ALUS is proud to be a distributed organization. Team members work from their respective communities throughout Canada. This supports ALUS’ locally focused programming and community impact goals. Events such as the western, prairie and eastern jamborees strengthen the connections between the national team, the local program teams and ALUS participants.  

Local ALUS coordinators and PAC members are enacting changes on the ground, while the national staff manages the connections that glue the different local programs together.

Eastern Jamboree 

ALUS team members and partners working in the eastern hub made their way to Ottawa for the eastern jamboree. As part of this opportunity to engage in person, the group toured four farms in the Ottawa region. The first stop was at Kirkview Farms to meet Mike and Cora MacGillivray, who primarily raise Lowline Angus (or Aberdeen) cattle, swine, and poultry on roughly 200 acres of land. ALUS participants since 2019, Mike and Cora have also added regenerative agriculture practices to their operation. As part of ALUS, Kirkview Farms introduced 5 acres of windbreaks, a project making habitat with nearly 5000 native trees and shrubs. Even on a rainy fall day, Kirkview Farms was bustling with wildlife and an abundance of insects in the pasture.  

The next tour was of participant Marc Bercier’s project sites. The 2020 Dave Reid Award Winner, Marc manages a stunning wetland project in a riparian area and is planning to expand the acreage of this project. His motivation for maintaining and growing his ALUS projects is driven by an ethos of caring for and learning from the land, the water, and his community and his family.

Participants also visited a recently planted edible buffer project implemented by Paul Desrosiers, in the Embrun region.

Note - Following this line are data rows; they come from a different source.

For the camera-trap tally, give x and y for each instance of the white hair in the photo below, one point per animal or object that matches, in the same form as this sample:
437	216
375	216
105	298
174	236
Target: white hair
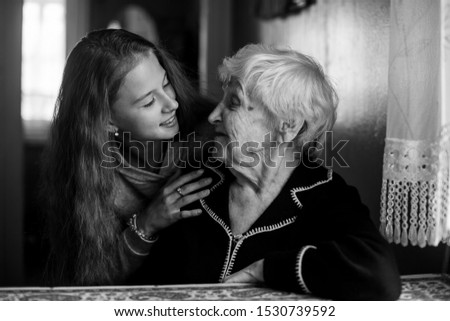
292	86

Carefully selected forage is growing well at Paul’s project along the roadway.  

Completing the four-stop tour, the team visited the farm of Kurtis Andrews in Metcalfe. In partnership with ALUS, Andrews is in the preliminary process of creating a wetland in a marginal area on his nearly 100-acre farm to support local wildlife populations.

Western Jamboree 

In Alberta, ALUS team members met with local coordinators and PAC members from nearly 18 communities to discuss ALUS.  

At the western jamboree, the group visited projects in the area of Northern Sunrise County. The tour began with a visit to the Williams Farm. Rob Williams maintains a 1,200-meter-long eco-buffer established with ALUS in 2017 with 6,500 seedlings of prickly rose, raspberry, wolf willow, red osier dogwood, white birch, and other species. Five years later, this project demonstrates the clear impact of ALUS projects, as it plays a key role in keeping water on the land even during challenging drought conditions in the region. 

For their second stop, the group visited Front Porch Farm, home of the Rosendale Family. The Rosendale Family were recognized as the runners-up for the 2022 Dave Reid Award. In 2017, the Rosendals built a large wetland providing natural infrastructure features, ecosystem services and a place for biodiversity.

Prairie Jamboree

Team members from ALUS’ prairie hub met in the municipality of Emerald Park, east of Regina, Saskatchewan for their regional jamboree. Coordinators and PAC members had the chance to connect and share their communities’ challenges and successes with their colleagues and the national team. Together, the national and local teams visited three sites administered by ALUS WUQWATR. 

The first site was ALUS participant Dale Sigurdson’s property in the scenic Qu’Appelle Valley. In 2020, the Sigurdsons established an eco-friendly exclusion fence with ALUS. The fence prevents cattle from disturbing sensitive riparian ecosystems. The project helps protect the Qu’Appelle river’s shore from erosion and prevents sediment from entering the river, benefiting the aquatic habitat and water quality downstream. 

The second site visited was Bob Wilson’s 2022 exclusion fence project, protecting the riparian area and an adjacent creek. Like many exclusions fence projects, this one benefits the aquatic habitat, providing nutrient reduction, improving habitat, capturing sediment, and providing cleaner water. 

Finally, the group visited Warren Wild’s 2017 project. This project was the conversion of marginal cropland to forage. Warren seeded thirty-three acres of marginal cropland to forages and also enhanced wetland, riparian ecosystems and a seasonal stream running through the property.

ALUS is proud to be expanding and supporting even more conservation projects in North America. A core strength of the ALUS model comes from the grassroots, community-led structure of the organization. The jamboree events are imperative to facilitate connection between the communities and the national team that supports the local program delivery.